On the bright side, my c-section is officially scheduled, 9:45 am on April 27th, pending the results of an amnio indicating mature lungs the day before, I'll be 36 weeks and 2 days. I'm going to pretty much insistent on getting steroid shots by 34 weeks so his lungs should be good. (Knowing my luck, I'll go through the amnio and find out we have to wait another week.) If lungs aren't mature, we'll deliver at 37 weeks exactly (May 2nd), no amnio redo, because by then the risk of me going into labor is too high to risk waiting longer (if I go into labor, I'm at higher risk for my uterus rupturing because of the type of c-section they had to do with Olivia. So after 34 weeks if I start having real contractions, they'll probably just deliver then without an amnio.) Any drama before 36 weeks or at 36 weeks (blood pressure, pre-eclampsia, labs acting up, contractions, fetal indicators like blood flow or growth), and they'll deliver sooner without an amnio. So April 27th is actually pretty iffy, but we'll see.
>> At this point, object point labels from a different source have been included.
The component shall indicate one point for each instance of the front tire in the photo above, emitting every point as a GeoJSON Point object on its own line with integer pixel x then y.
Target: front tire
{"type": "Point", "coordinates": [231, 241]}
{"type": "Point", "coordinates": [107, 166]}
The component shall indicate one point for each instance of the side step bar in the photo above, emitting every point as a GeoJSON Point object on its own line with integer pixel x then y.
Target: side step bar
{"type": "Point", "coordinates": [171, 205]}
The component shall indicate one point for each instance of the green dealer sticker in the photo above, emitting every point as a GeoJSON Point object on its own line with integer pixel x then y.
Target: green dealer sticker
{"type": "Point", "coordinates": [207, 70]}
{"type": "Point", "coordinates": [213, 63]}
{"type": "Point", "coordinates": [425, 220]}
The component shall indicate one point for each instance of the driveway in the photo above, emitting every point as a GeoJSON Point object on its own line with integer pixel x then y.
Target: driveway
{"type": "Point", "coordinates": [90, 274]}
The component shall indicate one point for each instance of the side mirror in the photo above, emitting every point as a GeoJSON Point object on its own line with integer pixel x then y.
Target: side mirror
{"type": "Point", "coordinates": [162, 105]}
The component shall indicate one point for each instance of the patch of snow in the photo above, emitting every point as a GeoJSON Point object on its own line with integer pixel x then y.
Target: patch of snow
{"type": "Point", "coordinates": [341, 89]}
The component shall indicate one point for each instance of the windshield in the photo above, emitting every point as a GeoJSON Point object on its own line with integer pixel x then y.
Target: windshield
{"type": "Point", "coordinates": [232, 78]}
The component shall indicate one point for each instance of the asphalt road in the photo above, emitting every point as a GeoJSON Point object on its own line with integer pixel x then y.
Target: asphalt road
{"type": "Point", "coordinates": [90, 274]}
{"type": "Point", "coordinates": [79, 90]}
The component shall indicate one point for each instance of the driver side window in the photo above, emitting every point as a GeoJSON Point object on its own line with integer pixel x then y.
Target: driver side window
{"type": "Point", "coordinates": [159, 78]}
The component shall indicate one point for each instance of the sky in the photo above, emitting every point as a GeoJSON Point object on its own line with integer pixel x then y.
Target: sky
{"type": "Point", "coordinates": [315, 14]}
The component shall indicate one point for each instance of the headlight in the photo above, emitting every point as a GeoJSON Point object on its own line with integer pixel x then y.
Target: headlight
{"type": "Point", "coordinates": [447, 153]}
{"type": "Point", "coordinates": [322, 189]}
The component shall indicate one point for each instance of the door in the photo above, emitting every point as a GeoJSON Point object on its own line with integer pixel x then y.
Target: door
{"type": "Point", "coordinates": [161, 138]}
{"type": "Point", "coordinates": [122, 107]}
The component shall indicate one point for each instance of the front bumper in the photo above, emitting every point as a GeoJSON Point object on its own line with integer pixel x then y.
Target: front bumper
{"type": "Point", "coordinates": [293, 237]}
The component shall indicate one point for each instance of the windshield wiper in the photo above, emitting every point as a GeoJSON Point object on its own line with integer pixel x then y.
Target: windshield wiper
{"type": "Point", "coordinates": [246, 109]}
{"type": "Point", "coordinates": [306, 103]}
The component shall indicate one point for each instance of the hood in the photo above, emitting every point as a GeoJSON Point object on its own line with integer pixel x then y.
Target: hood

I have no interest in prolonging this pregnancy a minute longer than necessary just to see how bad things will get or if they'll get bad.  It was a little weird because they actually started giving me instructions for the c-section (don't eat after midnight, be there by 7:30) as if it was a week away and not 80ish days from now which as far as I'm concerned is *forever*. (This was still my ob's nurse, not the hospital.)

Last night we finished the Valentine's day project for all the newly bereaved parents. We got them all finished but my friend and I both noticed that Maggie had a rather large stack of new people that had had losses in the last couple of weeks, since we met last, not even 2 full weeks ago. Blech. And then, we were using post it's because we were putting in pink "presents" for parents that lost a girl and blue for boys and yellow for if she couldn't remember and couldn't tell by name for (white) presents...when we were all done stuffing the envelopes, I sorted the post its into piles by color so she could reuse them later since they didn't have writing or anything on them....the stack of blue post-its was so much more than the pink pile. That might be the reason I'm a lot more freaked out today. Yesterday was just not a great day for me. I ended up strolling around the garage for about 20+ minutes in the freezing cold trying to find my car. I thought I had parked on the ground floor because for some reason when I walked in the nearest door, it was on the ground floor. So I walked the entire ground floor of the parking garage several times with no sign of my car and was starting to think it got towed or stolen- and my car isn't anything worth stealing so that seemed nuts. I went back in to the hospital and sat and warmed up and decided to try again and started on the first floor, I had parked on the first floor after all (but I really did walk in on the ground floor before, I had to go up a flight of stairs, I'm not sure how I managed to end up parking on the first floor but walking in on the ground floor.) Anyway, I hate that stupid hospital, it's such a maze. Yesterday was just not my day. Hopefully the rest of this week will get a bit better.